The neural generators of the visual P200 are not yet fully understood but some studies suggest multiple frontal and parietal sources may contribute to this component (Furutsuka, 1989; Luck and Hillyard, 1994; Freunberger et al., 2007). Further studies involving source localization or multimodal EEG/fMRI recording might better explain the neural sources of P200 that could help in identifying affected pathways in HIV related impairments and/or their relation to task difficulty. For example, in a previous fMRI study, it has been shown that untreated HIV patients compared to healthy controls demonstrated greater regional activation during attention and working memory tasks that depends on the task and the level of difficulty (Chang et al., 2001). Additionally, structural MRI studies identify regional reductions in grey matter volumes and abnormalities in white matter (possibly linked to demyelination, neuroinflammation, microvascular or synaptic damage) as persistent features in HIV patients even when successfully treated with ART (O’Connor et al., 2018; Küper et al., 2011; Kallianpur et al., 2012). Specific findings suggested a relationship between impaired executive function and decreases in psychomotor processing speed were linked to grey matter atrophy in basal ganglia and overall cortical thinning. Additional exploration of these structural changes in the brain is required to determine whether there is a contribution to attentional circuits underlying the generation of the P200.

It is also possible that the attentional impairment reflected in the P200 are not a direct result of the HIV infection but rather a result of common co-morbidities such as illegal drug use, depression, anxiety or untreated hypertension. The ART medications may also have some deleterious effects on brain structure and function.

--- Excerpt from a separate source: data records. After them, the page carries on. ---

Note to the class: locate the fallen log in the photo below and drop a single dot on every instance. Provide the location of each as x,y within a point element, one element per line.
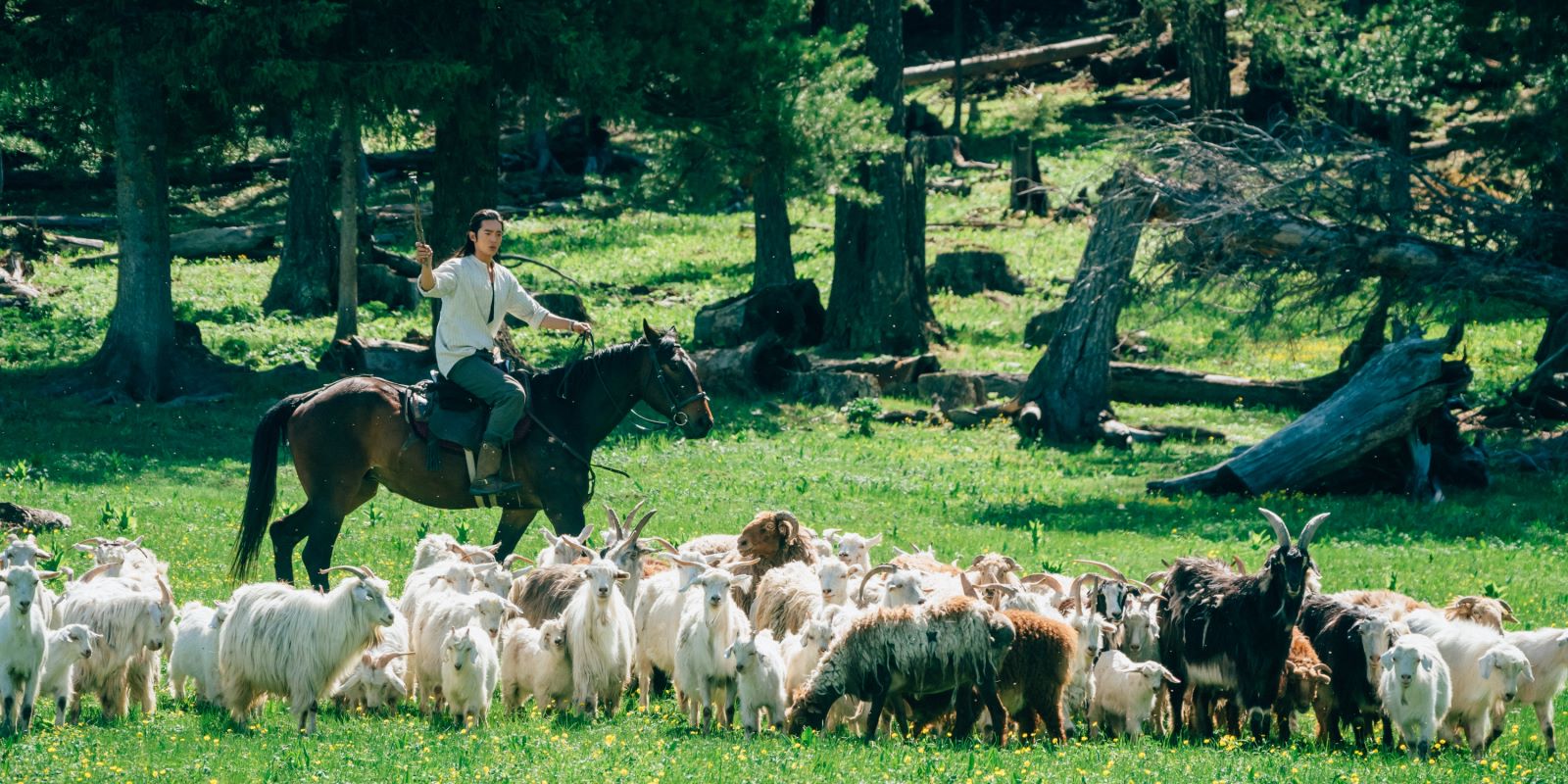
<point>1384,404</point>
<point>896,375</point>
<point>31,519</point>
<point>755,368</point>
<point>392,360</point>
<point>1001,62</point>
<point>201,243</point>
<point>792,313</point>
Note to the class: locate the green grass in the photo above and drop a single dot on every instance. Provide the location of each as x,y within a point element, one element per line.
<point>179,475</point>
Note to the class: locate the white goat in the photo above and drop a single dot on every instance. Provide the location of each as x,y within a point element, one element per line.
<point>195,653</point>
<point>380,678</point>
<point>1548,655</point>
<point>135,626</point>
<point>600,640</point>
<point>297,642</point>
<point>1416,690</point>
<point>710,624</point>
<point>469,670</point>
<point>1125,694</point>
<point>533,662</point>
<point>760,674</point>
<point>1487,673</point>
<point>68,647</point>
<point>24,634</point>
<point>441,615</point>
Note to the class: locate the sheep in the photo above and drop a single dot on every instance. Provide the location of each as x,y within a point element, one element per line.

In summary, the finding of the present study may provide a biomarker for assessing the subtle neurocognitive impairments in HIV seropositive individuals. Whether these impairments are inherently caused by HIV infection or by subclinical comorbidities such as ADHD or anxiety, these biomarkers could help better characterize and quantify HIV related cognitive impairments. This is particularly important as performance scores from cognitive tests might not be sensitive to very subtle cognitive brain alterations in individuals with HIV and may depend on the task type and the level of difficulty. For example, the findings in the current paper demonstrated a slower response time for the HIV group in a simple sustained attention task and no significant difference in performance of focused and divided attention tasks. Further studies are needed to conclude possible impulsivity tendencies in more difficult tasks such as divided attention.